Stealing teen

  • Hey all, I'm new! My 13 YO has just got a diagnosis, and his behaviours ahve has triggered some safeguarding issues. We have had alot of intervention, and input recently with him. We thought we had settled things, but have just discovered he has stolen a large sum of cash from us ( he has stolen from us, and from others in the past). He has used the cash to buy fiends stuff ( vaoes). 
  • I'm struggling to know how to deal with this effectively, in light of his new diagnosis. So far, we have confiscated all vape, he's obviously grounded. He has no remorse. It's hard! 
  • Any helpful suggestions would be appreciated! 
  • I can relate to the “lack of remorse”. I was only diagnosed aged 64 but clearly my character had formed in early years, and to this day I mainly only obey rules and laws for fear of the consequences, punishment, withdrawal of privileges, financial negatives for example. As a child of similar age to your son I was a thief and quite without any sense of this being wrong, then it was all small and trivial things but later in my life not so. My parents were definitely good people, followed the Christian system of ethics and not at all laws/rule breakers themselves so the reason can’t be at their door, perhaps it is an inherently autistic thing?

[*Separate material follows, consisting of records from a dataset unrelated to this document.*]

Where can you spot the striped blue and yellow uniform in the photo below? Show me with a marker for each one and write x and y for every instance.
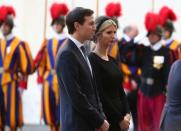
(174, 45)
(15, 59)
(47, 76)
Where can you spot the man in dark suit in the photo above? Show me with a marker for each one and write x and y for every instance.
(80, 106)
(171, 115)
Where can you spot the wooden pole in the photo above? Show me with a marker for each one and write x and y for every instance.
(45, 19)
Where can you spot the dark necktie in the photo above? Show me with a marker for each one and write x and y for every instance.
(86, 58)
(83, 51)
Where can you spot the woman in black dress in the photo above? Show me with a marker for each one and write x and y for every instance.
(109, 77)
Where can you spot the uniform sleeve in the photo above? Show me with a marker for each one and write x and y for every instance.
(40, 62)
(23, 80)
(26, 64)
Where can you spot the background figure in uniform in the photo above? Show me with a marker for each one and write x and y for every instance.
(154, 62)
(81, 109)
(113, 10)
(2, 109)
(168, 16)
(131, 73)
(171, 115)
(109, 77)
(45, 63)
(16, 63)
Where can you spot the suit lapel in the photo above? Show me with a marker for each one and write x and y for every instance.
(80, 56)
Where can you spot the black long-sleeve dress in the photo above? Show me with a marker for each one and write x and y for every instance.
(109, 82)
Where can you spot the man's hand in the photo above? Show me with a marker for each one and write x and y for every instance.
(104, 126)
(124, 124)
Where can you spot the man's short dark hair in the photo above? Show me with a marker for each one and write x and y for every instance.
(77, 15)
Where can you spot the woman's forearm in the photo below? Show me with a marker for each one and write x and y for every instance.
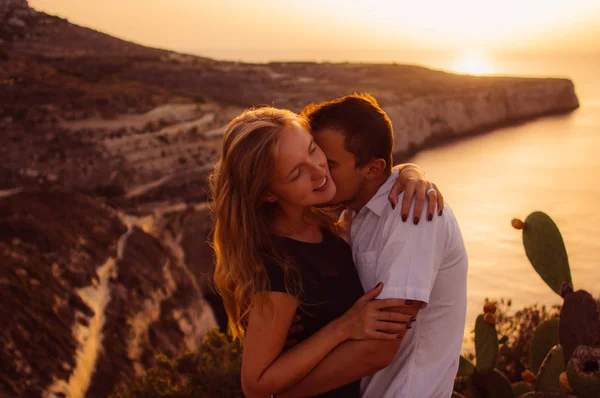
(295, 363)
(348, 362)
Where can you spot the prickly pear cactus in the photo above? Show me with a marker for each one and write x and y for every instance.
(548, 378)
(465, 367)
(544, 338)
(583, 372)
(579, 323)
(486, 345)
(520, 388)
(546, 251)
(498, 385)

    Oddly my assessor for ASC said in the dx report that I had a “clear moral compass” which I find impossible to reconcile with my complete comprehension of “one man’s terrorist is another man’s freedom fighter”. I guess I follow and obey systems and rules I agree with and not those I don’t, but then isn’t that true for us all?

    So in my experience I don’t think there’s anything you can do to change your son’s value systems but Iain’s suggestions in his reply give possible ways of mitigating the damage in the short term 

    Emma

  • I would consider a 2 pronged approach.

    1 - lay down the ground rules explicitly, in writing so he has no excuse to not know them. Also lay down the ground rules for punishments for breaking the rules.

    Some people are not a fan of punishments but it sounds like you have serious boundary issues with him so having boundaries that bite seems the only way to get him to respect them.

    For punishments, look at what he really likes and values. Is he a big user of his phone / lablet / computer? If so consider ways of taking these off him except in approved times and always under supervision to make it hurt. Remind him that if he follows the rules then this won't happen.

    2 - Get him a therapist to deal with are probably self esteem issues. He is clearly valuing approval from others over the family and punishments. It may be something different but the therapist should be able to sniff this out.

    As an autist and a teen I think lack of remorse is quite common. Part is that the brain has not developed the cause / effect relationships that should be triggered by his actions and part is that he is 13 - most have some rebellion in their blood at this age. Add in the lack of awareness of social rules (the autistic part of the brain) and you have an unholy trinity of factors.

    That would be my opinion anyway but it isn't very woke.